Mes parents faisaient partie d’une couche supérieure de la petite bourgeoisie, ce qui m’avantagea à l’école communale, mais pas autant qu’Anna, la fille de docteur chef qui en plus, était très belle. Je me souviens que nous étions sur le même banc avec Magdie Weiss, plus tard appelée « Judith », elle était ma meilleure amie, ma seule amie pendant les trois ans et demi d’école. Nous nous disputions sans cesse et nous réconciliions rapidement, nous jouions souvent chez elle, des fois chez moi, nous nous amusions chaque jour. Son père, mon oncle Joseph disait plein de blagues, il était bossu. Je n’aimais pas trop sa mère qui la battait.
J’étais gâtée davantage. Je me souviens, qu’en revenant de la maison après mon premier certificat, contre les protestations de ma mère, papa m’a donné un sou pour que je ne m’attriste pas d’un 3 et de quelques 2 que j’avais obtenus à côté des 1 qui était la meilleur note. Magdie et moi, nous promenions souvent nos poupées sur notre rue (j’habitais le 4 et elle au 36.) Mais si je devais décrire tout ce dont je me souviens de ces quatre ans, ce serait trop, je me rappelle pas mal et probablement même des choses sans aucun intérêt.

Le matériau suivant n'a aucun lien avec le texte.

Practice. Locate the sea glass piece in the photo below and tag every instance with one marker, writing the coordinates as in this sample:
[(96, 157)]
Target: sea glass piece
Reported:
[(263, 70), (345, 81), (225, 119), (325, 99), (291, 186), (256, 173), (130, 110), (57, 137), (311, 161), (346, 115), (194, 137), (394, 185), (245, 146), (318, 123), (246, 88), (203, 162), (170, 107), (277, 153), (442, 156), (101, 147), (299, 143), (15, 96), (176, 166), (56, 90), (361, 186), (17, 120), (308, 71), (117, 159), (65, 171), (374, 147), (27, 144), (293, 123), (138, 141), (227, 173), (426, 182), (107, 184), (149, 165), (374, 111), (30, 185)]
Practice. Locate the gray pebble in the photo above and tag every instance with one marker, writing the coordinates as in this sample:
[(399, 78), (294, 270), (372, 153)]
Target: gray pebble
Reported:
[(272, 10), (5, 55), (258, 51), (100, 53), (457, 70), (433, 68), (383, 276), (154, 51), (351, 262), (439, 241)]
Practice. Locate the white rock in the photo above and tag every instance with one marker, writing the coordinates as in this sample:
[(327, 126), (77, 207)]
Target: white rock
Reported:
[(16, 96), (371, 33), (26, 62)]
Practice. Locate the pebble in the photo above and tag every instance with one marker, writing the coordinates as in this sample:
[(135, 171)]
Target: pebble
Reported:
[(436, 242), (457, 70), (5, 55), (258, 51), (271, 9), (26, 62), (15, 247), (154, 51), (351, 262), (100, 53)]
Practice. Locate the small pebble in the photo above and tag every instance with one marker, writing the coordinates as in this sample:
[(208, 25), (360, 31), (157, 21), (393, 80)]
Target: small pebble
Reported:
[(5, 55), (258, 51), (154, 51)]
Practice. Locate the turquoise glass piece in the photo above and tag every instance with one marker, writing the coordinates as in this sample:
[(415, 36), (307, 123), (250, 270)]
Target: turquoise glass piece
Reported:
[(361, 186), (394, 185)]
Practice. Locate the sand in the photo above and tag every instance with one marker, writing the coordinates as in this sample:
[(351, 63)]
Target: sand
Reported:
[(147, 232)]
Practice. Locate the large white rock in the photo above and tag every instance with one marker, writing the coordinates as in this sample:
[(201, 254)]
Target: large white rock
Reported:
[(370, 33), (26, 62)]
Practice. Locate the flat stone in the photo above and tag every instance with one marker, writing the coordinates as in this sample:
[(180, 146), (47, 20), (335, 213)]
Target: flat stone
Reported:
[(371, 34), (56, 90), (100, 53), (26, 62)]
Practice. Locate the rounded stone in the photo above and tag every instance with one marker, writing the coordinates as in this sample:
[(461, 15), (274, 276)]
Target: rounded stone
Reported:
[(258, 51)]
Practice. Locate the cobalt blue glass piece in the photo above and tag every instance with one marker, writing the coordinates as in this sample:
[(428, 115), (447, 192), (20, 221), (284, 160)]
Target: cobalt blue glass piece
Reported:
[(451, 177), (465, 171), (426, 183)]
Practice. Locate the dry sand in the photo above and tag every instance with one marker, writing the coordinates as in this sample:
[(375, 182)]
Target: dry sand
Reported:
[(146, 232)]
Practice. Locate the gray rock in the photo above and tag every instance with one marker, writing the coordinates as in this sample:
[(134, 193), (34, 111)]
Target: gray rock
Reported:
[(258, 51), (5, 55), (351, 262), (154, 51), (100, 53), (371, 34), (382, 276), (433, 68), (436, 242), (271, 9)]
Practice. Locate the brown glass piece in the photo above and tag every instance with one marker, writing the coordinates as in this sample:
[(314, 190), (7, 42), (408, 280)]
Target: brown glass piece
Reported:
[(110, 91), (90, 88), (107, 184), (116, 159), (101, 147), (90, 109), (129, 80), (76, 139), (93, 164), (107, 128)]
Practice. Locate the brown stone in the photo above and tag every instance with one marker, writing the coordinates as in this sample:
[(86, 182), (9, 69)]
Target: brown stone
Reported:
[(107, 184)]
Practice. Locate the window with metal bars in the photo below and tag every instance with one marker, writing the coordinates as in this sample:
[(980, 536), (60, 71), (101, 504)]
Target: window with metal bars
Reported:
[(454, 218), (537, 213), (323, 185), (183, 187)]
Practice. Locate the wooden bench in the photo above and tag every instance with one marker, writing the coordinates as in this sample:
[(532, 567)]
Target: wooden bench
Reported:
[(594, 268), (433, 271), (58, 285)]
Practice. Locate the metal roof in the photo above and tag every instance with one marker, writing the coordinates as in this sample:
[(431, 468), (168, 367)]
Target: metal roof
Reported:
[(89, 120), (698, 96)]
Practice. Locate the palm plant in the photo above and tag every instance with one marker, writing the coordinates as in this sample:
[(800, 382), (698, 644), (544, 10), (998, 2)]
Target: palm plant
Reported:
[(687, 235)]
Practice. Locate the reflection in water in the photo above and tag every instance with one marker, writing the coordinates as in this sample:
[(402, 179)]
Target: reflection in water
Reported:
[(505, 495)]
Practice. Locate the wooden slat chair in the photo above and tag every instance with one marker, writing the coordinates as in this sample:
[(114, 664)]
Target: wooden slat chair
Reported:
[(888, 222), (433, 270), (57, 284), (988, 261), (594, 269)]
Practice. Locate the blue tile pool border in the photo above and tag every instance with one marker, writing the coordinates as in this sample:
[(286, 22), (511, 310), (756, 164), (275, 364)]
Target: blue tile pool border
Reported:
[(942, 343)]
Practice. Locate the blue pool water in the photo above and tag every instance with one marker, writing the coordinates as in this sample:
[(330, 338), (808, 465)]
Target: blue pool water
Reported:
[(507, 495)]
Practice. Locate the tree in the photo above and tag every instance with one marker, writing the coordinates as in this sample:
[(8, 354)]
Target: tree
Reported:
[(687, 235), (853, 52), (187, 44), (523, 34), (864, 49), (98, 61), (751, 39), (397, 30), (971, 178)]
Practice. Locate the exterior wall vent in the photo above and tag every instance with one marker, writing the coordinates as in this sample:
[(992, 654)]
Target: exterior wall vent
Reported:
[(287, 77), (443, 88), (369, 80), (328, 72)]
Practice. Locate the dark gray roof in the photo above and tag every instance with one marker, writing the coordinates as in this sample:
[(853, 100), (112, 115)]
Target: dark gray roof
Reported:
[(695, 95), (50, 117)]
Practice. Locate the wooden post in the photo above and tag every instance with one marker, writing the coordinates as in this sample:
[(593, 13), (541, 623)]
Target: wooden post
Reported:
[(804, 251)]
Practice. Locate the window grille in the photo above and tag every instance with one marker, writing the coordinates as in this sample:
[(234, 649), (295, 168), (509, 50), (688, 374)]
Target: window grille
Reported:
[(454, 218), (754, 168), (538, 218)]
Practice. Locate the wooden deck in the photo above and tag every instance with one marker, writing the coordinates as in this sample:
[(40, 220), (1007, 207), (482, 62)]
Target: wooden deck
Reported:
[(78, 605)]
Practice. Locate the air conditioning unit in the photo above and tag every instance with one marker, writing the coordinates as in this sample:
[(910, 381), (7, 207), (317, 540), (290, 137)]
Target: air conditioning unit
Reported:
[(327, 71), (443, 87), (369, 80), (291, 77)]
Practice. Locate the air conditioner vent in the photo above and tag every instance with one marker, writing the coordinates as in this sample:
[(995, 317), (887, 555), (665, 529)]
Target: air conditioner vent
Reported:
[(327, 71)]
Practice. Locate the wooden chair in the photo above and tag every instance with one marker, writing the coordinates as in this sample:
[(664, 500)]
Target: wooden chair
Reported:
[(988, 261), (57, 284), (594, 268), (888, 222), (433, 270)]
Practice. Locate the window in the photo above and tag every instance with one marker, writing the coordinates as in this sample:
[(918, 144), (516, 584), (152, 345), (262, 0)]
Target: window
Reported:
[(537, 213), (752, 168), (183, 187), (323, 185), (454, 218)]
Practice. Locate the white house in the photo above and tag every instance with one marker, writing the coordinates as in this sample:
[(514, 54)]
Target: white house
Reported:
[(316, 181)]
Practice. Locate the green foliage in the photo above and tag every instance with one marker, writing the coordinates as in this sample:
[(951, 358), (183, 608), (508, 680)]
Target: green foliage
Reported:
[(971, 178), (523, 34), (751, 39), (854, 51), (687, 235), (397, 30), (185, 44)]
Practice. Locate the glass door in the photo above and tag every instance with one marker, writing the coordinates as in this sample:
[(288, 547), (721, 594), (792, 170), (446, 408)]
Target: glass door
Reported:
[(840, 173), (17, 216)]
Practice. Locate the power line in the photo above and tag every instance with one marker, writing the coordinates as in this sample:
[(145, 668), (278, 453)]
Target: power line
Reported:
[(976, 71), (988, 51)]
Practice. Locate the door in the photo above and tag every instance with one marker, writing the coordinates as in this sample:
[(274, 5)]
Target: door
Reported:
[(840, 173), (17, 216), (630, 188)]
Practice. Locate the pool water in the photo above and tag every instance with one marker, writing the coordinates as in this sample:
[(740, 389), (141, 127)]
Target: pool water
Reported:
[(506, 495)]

Je me souviens qu’à l’école, on nous faisait peur des « rouges » et que l’institutrice battait ceux qui avaient des poux. Ève, une camarade de classe s’est moquée une fois de Magdie « juive » et une autre fois nous a fait frapper Zeni, la roumaine. Finalement, nous nous sommes unies, Magdie, Zeni et moi, nous avons pourchassé Ève après l’école et jamais plus nous n’avons joué avec elle. Zeni, quand on lui avait demandé quelle religion elle avait, elle avait répondu « roumain », ne voulant pas croire qu’orthodoxe c’était différent.
Je me souviens qu’en se battant une fois avec moi, Magdie m’avait bousculée et je l’avais frappée avec une pantoufle. J’avais fais semblant de pleurer, mais nous nous sommes réconciliées rapidement, comme d’habitude. J’ai l’impression que j’aurais voulu la dominer. J’étais heureuse que ses parents étaient plus pauvres et que j’avais reçu plus de bonbons qu’elle pour Saint Nicolas, j’étais horrible. Comme je voudrais que cela ne soit pas vrai, combien il me fait mal d’écrire cela. Mais… je j’arrive plus à continuer.
On voit de tout ce que je viens d’écrire qu’on doit bien réfléchir, toujours à ce qu’on fait. Ensuite, c’est trop tard pour avoir des regrets et ils ne comptent pas !
à l’époque tout me faisait mal et comme je ne pouvais écrire sur le
présent, maman me conseilla d'écrire sur le passé.Il a fallu 50 ans pour qu’une nuit je me réveille en me rappelant : même si une fois mes pensées n’étaient pas belles au sujet de nos moyens, c’était justifié par le comportement pendant ce St Nicolas des parents de Magdie (en cachant les bonbons, que je le savais, maman m’avait achetés avant de partir en vacances avec papa). En plus, je me suis rappelé que pendant deux ans je suis allée la chercher, j’ai pris sa main et je l’ai conduite à l’école : arrivant d’un petit village, elle avait peur d’y aller seule. J’avais tout fait pour qu’elle s’acclimate et se sente à l’aise. Il a fallu cinquante ans pour que la culpabilité ressentie depuis sa disparition, envers Magdie partie en fumée, soit soulagée.